The man hasn't been charged with an offence (yet) so as of right now, there is no crime to answer for. What I would say, you may champion this example but the law its current form could be flipped and used against you. For example, should the police arrest the hundreds of people tweeting violent threats to JK Rowling (or anyone)?
Again, you're mistaking your opinion for the law. Incitement to violence is against the law. Whether you think the law is correct or not is academic, the police have a duty to enforce it. If I called for someone to be assaulted, and it was a credible threat, then I couldn't complain if I was arrested.

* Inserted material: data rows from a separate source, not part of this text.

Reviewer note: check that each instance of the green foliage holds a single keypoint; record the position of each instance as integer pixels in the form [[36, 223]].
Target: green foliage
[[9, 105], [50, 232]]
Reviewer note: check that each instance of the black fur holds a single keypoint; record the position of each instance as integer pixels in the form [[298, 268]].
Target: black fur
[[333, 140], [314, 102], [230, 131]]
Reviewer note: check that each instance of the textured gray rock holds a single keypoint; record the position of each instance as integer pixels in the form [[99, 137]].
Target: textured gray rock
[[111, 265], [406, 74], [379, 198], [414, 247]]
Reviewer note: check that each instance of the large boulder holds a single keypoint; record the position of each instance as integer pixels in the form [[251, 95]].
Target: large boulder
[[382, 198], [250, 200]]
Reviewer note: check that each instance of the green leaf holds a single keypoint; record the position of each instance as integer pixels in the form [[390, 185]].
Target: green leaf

That's the law, it's very simple.
The tweet was aimed specifically at trans women. Specifically. Read it again. And then read his history on this issue. He is rabidly and persistently and publicly anti-trans. Then consider his lack of apology for it. So "unfunny joke", I don't think so, that's just a coward's way of trying to weasel out of it, imho, but the court can decide. It met the standard for arrest.
If you don't want to be arrested, don't advocate for violence would seen to be the sensible approach. Does that restrict your free speech in any way?
And this "oh they're appealing so they're not guilty" is a wilful misunderstanding. Connolly was found guilty. She called for the burning of hotels where there were immigrants, and admitted to being a racist. She did it at a time of very serious disorder, which I suspect was an aggravating factor.
She appealed, and lost her appeal. You might think the sentence was harsh, I'm not sure I'd agree, she quite literally called for a large number of people to be burnt to death when a significant number of people were clearly intent on trying to do exactly that.
Either way, same story, don't want to go to jail, don't tweet racist calls to kill people in the middle of racist rioting. It's hardly unreasonable.
Why she's become a hero to some people says more about them than perhaps you realise.